Una de las tareas de las que me encargué allí fue la comprobación de los cables. Era una labor recurrente, ya que los cables estaban tan desgastados como los cabrestantes y se producían roturas con mayor frecuencia de lo deseable. Lo ideal hubiera sido que las roturas jamás ocurrieran, con todo, cada uno de los seis cables de la ciudad se habían reparado en varias ocasiones y, además de la debilidad que esto les causaba, estaban comenzando a deshilacharse en ciertos tramos. Por lo tanto, antes de cada maniobra de remolque los cables se examinaban centímetro a centímetro, se limpiaban, se engrasaban y las zonas deshiladas eran reforzadas.
En la sala del reactor las conversaciones giraban en torno al territorio perdido respecto al óptimo, a cómo se podrían mejorar los cabrestantes o conseguir mejores cables. El gremio entero parecía bullir con ideas, a pesar de que no eran hombres a los que agradaran las teorías. La mayor parte de su trabajo trataba sobre asuntos mundanos. Por ejemplo, en el gremio se comenzó a hablar de la posible construcción de una nueva reserva de agua para la ciudad.
Un agradable beneficio de este aspecto de mi aprendizaje fue que podía pasar las noches con Victoria. En ese tiempo, tras mi jornada de trabajo llegaba a casa sucio y acalorado, disfrutaba de las comodidades de la vida doméstica y de las satisfacciones de un provechoso trabajo.

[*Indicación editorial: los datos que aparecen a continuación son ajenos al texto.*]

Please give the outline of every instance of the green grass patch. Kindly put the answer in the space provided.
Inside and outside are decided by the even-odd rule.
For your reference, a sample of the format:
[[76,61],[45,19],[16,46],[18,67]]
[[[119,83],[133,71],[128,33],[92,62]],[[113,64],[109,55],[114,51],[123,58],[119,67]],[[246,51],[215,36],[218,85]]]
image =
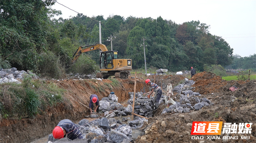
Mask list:
[[[227,81],[237,80],[237,76],[234,75],[232,76],[223,76],[222,79]],[[250,79],[251,80],[256,80],[256,75],[251,75]]]
[[63,101],[65,90],[54,83],[25,78],[21,84],[0,84],[0,114],[4,118],[34,117]]

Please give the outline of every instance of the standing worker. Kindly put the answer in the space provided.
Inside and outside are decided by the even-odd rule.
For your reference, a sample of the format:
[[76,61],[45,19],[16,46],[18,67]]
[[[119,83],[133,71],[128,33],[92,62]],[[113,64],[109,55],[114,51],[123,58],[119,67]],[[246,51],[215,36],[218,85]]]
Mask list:
[[192,76],[193,76],[193,75],[196,74],[196,70],[195,69],[195,68],[193,68],[193,67],[191,67],[191,78],[192,78]]
[[162,96],[162,90],[161,90],[161,87],[155,83],[151,82],[151,81],[150,81],[149,79],[146,79],[145,82],[146,83],[146,84],[151,86],[151,91],[148,92],[148,95],[147,97],[150,98],[150,95],[152,94],[154,91],[155,91],[157,95],[156,96],[155,96],[155,108],[156,109],[158,108],[158,106],[159,106],[159,100]]
[[99,99],[98,98],[98,96],[96,94],[92,94],[90,96],[90,103],[89,103],[89,108],[90,108],[90,111],[91,113],[93,113],[94,107],[93,103],[95,103],[96,106],[95,110],[94,111],[94,112],[96,112],[97,109],[98,109],[99,107]]
[[68,119],[60,121],[52,131],[52,135],[54,139],[58,139],[63,138],[64,136],[72,140],[83,138],[76,124]]

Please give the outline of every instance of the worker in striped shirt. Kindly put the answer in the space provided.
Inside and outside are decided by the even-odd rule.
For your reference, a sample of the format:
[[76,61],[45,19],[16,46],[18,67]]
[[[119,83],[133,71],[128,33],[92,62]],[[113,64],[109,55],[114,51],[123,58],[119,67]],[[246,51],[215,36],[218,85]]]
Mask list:
[[156,109],[158,108],[158,106],[159,106],[159,100],[162,96],[162,91],[161,90],[161,87],[155,83],[151,82],[150,80],[149,79],[146,79],[145,82],[146,83],[146,84],[150,86],[151,87],[151,91],[147,93],[148,94],[147,96],[148,98],[150,98],[150,95],[153,94],[154,91],[155,91],[157,95],[156,96],[155,96],[155,109]]
[[54,139],[60,139],[66,137],[71,140],[82,139],[83,135],[76,124],[68,119],[60,121],[52,131]]

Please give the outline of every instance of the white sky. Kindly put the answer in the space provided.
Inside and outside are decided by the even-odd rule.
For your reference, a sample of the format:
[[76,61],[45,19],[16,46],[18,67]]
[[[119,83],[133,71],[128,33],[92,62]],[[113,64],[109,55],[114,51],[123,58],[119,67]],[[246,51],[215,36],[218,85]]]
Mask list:
[[[210,33],[221,36],[242,57],[256,53],[256,0],[57,0],[84,15],[118,15],[125,19],[161,16],[178,24],[199,20],[210,25]],[[52,8],[68,19],[77,13],[57,3]]]

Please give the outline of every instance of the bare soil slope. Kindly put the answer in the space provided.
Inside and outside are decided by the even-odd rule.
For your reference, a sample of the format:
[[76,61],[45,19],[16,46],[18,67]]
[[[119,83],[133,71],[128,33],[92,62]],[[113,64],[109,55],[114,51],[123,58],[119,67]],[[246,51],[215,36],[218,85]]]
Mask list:
[[[89,115],[88,108],[81,103],[89,106],[89,98],[91,94],[98,95],[99,99],[107,97],[113,91],[118,97],[118,102],[125,103],[129,98],[129,92],[133,92],[134,78],[50,81],[56,86],[65,89],[66,100],[49,108],[44,115],[35,119],[3,119],[0,123],[0,142],[30,142],[51,133],[58,122],[64,119],[78,121]],[[184,80],[181,75],[159,75],[148,77],[159,86],[165,87],[170,83],[173,87]],[[148,87],[144,80],[137,77],[136,92],[147,92]],[[203,72],[197,74],[190,79],[195,81],[193,91],[199,92],[214,103],[198,111],[190,113],[161,113],[166,106],[162,104],[150,118],[149,125],[144,125],[146,134],[139,137],[136,143],[221,143],[227,141],[221,139],[192,140],[191,133],[193,121],[222,121],[228,123],[252,123],[249,140],[230,140],[227,142],[256,142],[256,81],[226,81],[214,74]],[[118,82],[117,82],[117,80]],[[106,83],[110,83],[107,84]],[[117,83],[118,84],[117,84]],[[229,90],[235,86],[239,88],[234,92]],[[174,100],[178,101],[177,97]],[[239,134],[230,134],[237,136]],[[240,134],[241,135],[241,134]],[[221,135],[222,136],[225,135]],[[240,135],[240,136],[241,135]]]

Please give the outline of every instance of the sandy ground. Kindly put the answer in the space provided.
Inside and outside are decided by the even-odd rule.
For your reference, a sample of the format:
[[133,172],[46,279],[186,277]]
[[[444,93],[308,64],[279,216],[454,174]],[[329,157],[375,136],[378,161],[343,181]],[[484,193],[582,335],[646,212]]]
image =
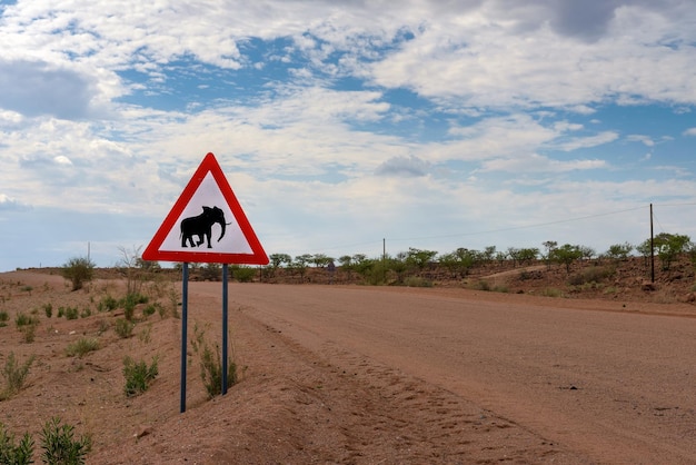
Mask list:
[[[49,300],[93,307],[120,288],[70,293],[26,271],[0,283],[12,320]],[[198,325],[219,339],[221,284],[189,293],[189,336]],[[189,349],[185,414],[180,319],[151,316],[121,339],[102,332],[118,315],[38,314],[32,343],[12,320],[0,328],[0,364],[37,356],[0,422],[19,435],[59,415],[92,435],[88,463],[696,463],[693,305],[230,284],[241,380],[208,400]],[[100,349],[68,357],[84,336]],[[125,355],[160,360],[138,397],[122,393]]]

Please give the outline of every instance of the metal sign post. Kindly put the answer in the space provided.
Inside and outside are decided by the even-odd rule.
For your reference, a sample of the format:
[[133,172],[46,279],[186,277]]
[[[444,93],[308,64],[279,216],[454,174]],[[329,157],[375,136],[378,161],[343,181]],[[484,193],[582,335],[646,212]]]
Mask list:
[[[219,228],[219,235],[217,233],[213,235],[213,227]],[[206,155],[201,161],[146,247],[142,259],[183,264],[181,276],[181,413],[186,412],[188,264],[222,264],[221,393],[227,394],[228,264],[267,265],[268,256],[212,154]]]
[[222,265],[222,395],[227,394],[227,264]]
[[188,311],[189,311],[189,264],[183,263],[181,268],[181,406],[180,413],[186,412],[186,347],[188,342]]

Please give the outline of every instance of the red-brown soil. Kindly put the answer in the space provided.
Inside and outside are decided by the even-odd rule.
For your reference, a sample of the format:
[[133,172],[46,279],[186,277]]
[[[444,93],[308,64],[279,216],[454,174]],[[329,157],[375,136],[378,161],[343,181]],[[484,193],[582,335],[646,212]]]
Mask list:
[[[122,339],[122,310],[97,310],[123,295],[121,279],[70,291],[54,274],[0,274],[0,367],[10,352],[36,356],[27,386],[0,402],[0,422],[39,443],[59,416],[91,435],[95,464],[696,463],[690,268],[647,286],[637,264],[633,276],[573,287],[565,269],[535,266],[454,281],[434,274],[432,288],[329,286],[324,270],[311,285],[233,283],[241,379],[208,400],[189,345],[185,414],[171,311],[180,283],[143,284],[167,314],[145,318],[139,305]],[[189,337],[198,326],[219,340],[220,289],[190,284]],[[58,318],[61,306],[91,316]],[[18,313],[39,319],[33,342]],[[67,356],[80,337],[100,348]],[[159,359],[140,396],[123,394],[125,356]]]

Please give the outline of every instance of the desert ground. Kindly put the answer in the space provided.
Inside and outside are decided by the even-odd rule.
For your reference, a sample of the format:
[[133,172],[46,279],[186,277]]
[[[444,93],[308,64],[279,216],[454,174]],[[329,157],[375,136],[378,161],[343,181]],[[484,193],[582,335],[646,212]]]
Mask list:
[[[0,422],[38,438],[59,416],[91,436],[89,464],[696,463],[696,306],[687,298],[636,298],[639,285],[610,298],[558,298],[231,283],[240,379],[208,399],[189,344],[181,414],[180,286],[143,285],[161,311],[145,316],[140,304],[122,338],[122,310],[98,309],[105,296],[123,295],[122,279],[71,291],[54,274],[0,274],[9,315],[0,367],[10,353],[36,357],[24,387],[0,402]],[[188,304],[189,339],[219,342],[221,283],[190,283]],[[57,316],[70,306],[81,317]],[[18,314],[39,321],[31,342]],[[99,348],[68,356],[84,337]],[[158,359],[141,395],[123,393],[125,356]]]

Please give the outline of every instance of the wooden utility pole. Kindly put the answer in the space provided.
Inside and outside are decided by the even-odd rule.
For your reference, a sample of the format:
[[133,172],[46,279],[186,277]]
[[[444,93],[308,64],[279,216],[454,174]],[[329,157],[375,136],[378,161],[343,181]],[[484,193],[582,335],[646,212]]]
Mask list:
[[653,204],[650,204],[650,283],[655,283],[655,237],[653,236]]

Un día, mientras ayudaba a transportar mecánicamente un cable hacia un alejado poste en el exterior de la ciudad, le pregunté al hombre que me acompañaba por Gelman Jase.
—Es un viejo amigo mío, fue aprendiz en este gremio ¿le conoce?

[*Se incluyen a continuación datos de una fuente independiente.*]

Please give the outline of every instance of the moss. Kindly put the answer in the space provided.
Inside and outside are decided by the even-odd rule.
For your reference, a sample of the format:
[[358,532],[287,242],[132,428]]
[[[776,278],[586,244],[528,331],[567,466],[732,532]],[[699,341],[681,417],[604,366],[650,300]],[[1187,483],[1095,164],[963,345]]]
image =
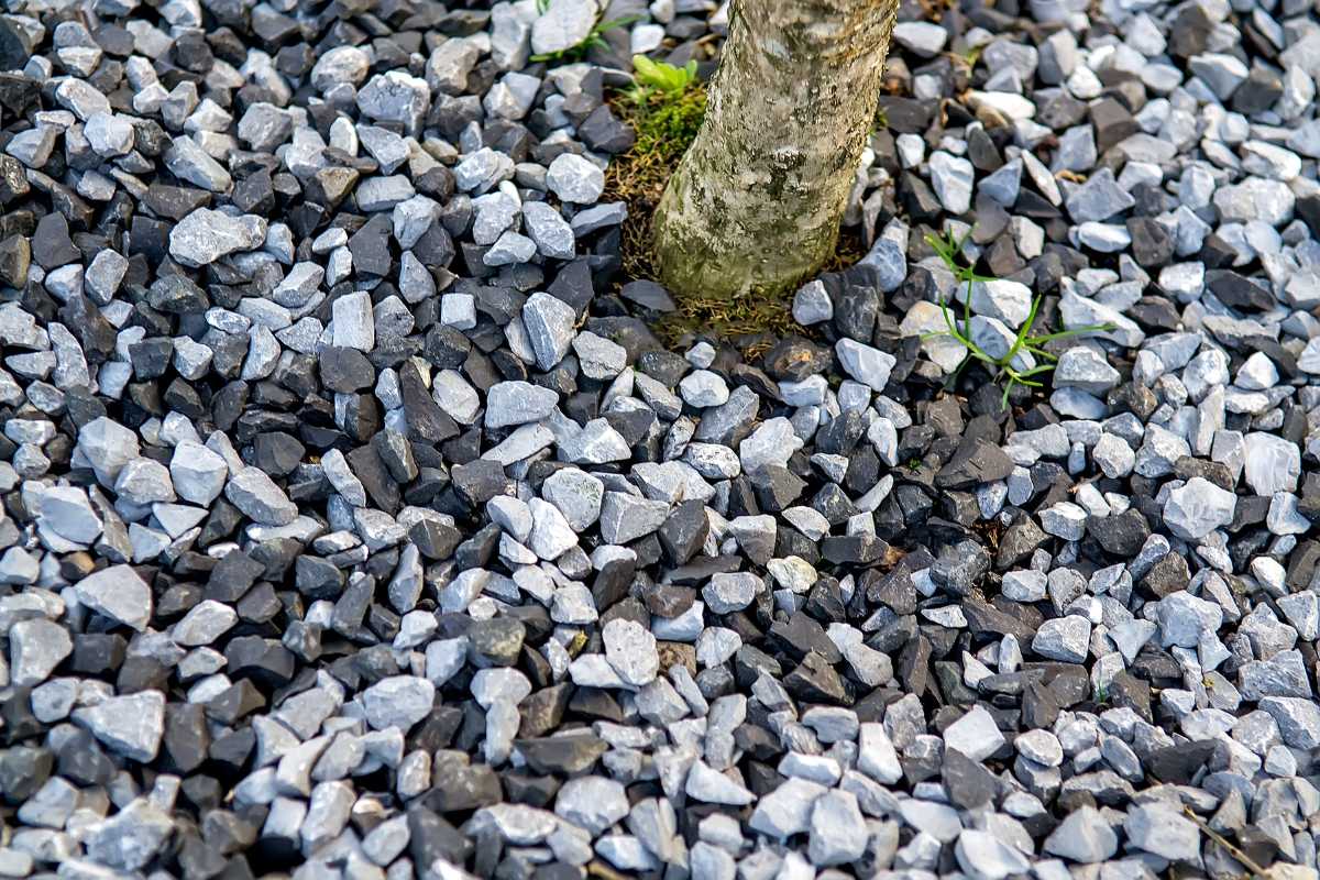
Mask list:
[[783,299],[760,292],[684,297],[678,310],[661,318],[655,331],[669,346],[684,346],[702,335],[727,339],[746,358],[755,358],[781,336],[804,332]]
[[[638,100],[640,98],[640,100]],[[615,112],[636,132],[627,153],[616,156],[605,175],[605,201],[624,202],[628,218],[622,230],[623,272],[628,278],[655,278],[651,251],[651,215],[660,204],[665,183],[692,145],[706,113],[701,86],[678,95],[631,95],[616,100]]]

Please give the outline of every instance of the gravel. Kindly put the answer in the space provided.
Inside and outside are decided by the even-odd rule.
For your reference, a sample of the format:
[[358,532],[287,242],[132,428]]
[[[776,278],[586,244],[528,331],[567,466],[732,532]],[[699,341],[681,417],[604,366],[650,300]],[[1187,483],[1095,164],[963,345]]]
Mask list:
[[[1313,9],[903,7],[866,256],[729,340],[606,183],[725,8],[57,7],[0,17],[0,875],[1317,876]],[[964,298],[1109,326],[1005,409]]]

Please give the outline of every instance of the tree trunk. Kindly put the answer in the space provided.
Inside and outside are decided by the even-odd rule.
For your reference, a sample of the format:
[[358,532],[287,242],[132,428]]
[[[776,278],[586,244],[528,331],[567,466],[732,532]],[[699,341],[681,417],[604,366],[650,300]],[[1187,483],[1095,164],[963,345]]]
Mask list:
[[680,297],[780,292],[834,252],[898,0],[733,0],[701,131],[652,219]]

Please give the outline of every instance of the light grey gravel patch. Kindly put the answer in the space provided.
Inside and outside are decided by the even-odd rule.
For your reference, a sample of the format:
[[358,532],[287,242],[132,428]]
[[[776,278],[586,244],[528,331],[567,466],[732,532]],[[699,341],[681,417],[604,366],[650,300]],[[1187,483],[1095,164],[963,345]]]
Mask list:
[[532,51],[544,55],[573,49],[590,36],[599,15],[595,0],[550,0],[532,22]]
[[564,360],[573,344],[573,306],[548,293],[533,293],[523,306],[523,326],[536,352],[536,364],[550,369]]
[[561,153],[550,162],[545,182],[565,202],[595,204],[605,191],[605,172],[574,153]]
[[224,497],[244,516],[261,525],[289,525],[298,505],[264,471],[243,467],[224,486]]
[[75,708],[73,720],[115,753],[145,764],[156,759],[165,736],[165,695],[144,690],[107,697],[95,706]]
[[20,620],[8,635],[9,682],[18,687],[46,681],[74,649],[65,628],[51,620]]
[[183,265],[203,267],[230,253],[261,247],[265,234],[267,222],[259,216],[197,208],[170,230],[169,252]]
[[150,621],[152,590],[128,565],[95,571],[79,581],[74,591],[82,604],[137,632]]

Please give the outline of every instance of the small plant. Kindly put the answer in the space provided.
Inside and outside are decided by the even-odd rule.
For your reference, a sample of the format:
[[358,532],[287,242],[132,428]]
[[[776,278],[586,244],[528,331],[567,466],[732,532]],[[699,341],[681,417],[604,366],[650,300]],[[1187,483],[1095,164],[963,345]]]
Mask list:
[[636,86],[628,92],[628,98],[634,104],[644,104],[656,94],[667,99],[680,98],[698,82],[697,62],[693,59],[676,67],[665,61],[632,55],[632,79]]
[[[541,0],[537,0],[537,9],[541,9],[540,1]],[[549,8],[549,0],[545,0],[545,7]],[[545,12],[545,9],[541,9],[541,12]],[[591,30],[578,45],[569,46],[568,49],[560,49],[558,51],[545,51],[539,55],[532,55],[532,61],[581,61],[593,46],[599,46],[601,49],[610,47],[609,44],[605,42],[605,33],[614,30],[615,28],[626,28],[640,18],[642,16],[623,16],[622,18],[598,21],[591,26]]]
[[[968,231],[968,235],[972,232]],[[940,298],[940,311],[944,313],[944,322],[948,330],[936,330],[933,332],[925,334],[923,339],[929,339],[933,336],[952,336],[968,350],[966,358],[958,364],[958,368],[953,371],[953,380],[958,377],[964,367],[966,367],[973,360],[979,360],[983,364],[994,369],[995,381],[1003,383],[1003,396],[1001,397],[1001,406],[1008,408],[1008,393],[1012,391],[1014,385],[1026,385],[1028,388],[1043,388],[1044,383],[1035,379],[1035,376],[1041,376],[1053,371],[1057,358],[1045,351],[1044,346],[1055,339],[1068,339],[1072,336],[1081,336],[1088,332],[1104,332],[1106,330],[1113,330],[1113,325],[1088,325],[1085,327],[1073,327],[1072,330],[1060,330],[1056,332],[1047,334],[1032,334],[1032,325],[1036,323],[1036,314],[1040,311],[1040,303],[1043,297],[1038,296],[1031,302],[1031,311],[1027,314],[1027,319],[1022,322],[1022,327],[1018,329],[1018,335],[1014,338],[1012,344],[1008,346],[1003,355],[995,358],[986,352],[981,346],[972,340],[972,288],[978,281],[997,281],[994,276],[979,274],[974,267],[965,265],[961,260],[962,245],[966,243],[968,236],[958,239],[953,235],[952,230],[946,230],[944,235],[927,235],[925,243],[929,244],[936,255],[949,267],[949,272],[958,284],[966,284],[966,296],[962,298],[962,322],[961,325],[954,319],[953,311],[949,309],[944,298]],[[1040,359],[1041,363],[1034,363],[1035,359]]]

—¿Tiene más o menos tu edad?
—Es un poco mayor.
—Tuvimos a un par de aprendices hace unos kilómetros. No recuerdo sus nombres. Puedo mirar el registro si quieres.
Tenía ganas de encontrarme de nuevo con Jase, hacía mucho que no le veía, estaría bien comparar experiencias con alguien que estaba atravesando por el mismo proceso que yo.
Ese mismo día me confirmaron que Jase era efectivamente uno de esos dos aprendices que me mencionó el hombre. Pregunté cómo podría contactar con él.
—No va a estar accesible durante un tiempo.
—¿Dónde se encuentra? —pregunté.
—Ha abandonado la ciudad. Está en el pasado.
Por desgracia, mi etapa en el gremio de tracción acabó y los siguientes cuatro kilómetros y medio los pasé en el de los trocadores. Recibí la noticia con una mezcla de sensaciones. Albergaba un buen recuerdo de aquella dolorosa experiencia de primera mano en sus operaciones. Me sorprendió saber que iba a trabajar con el trocador Collings y aún más el hecho de que él mismo hubiera solicitado que así fuera.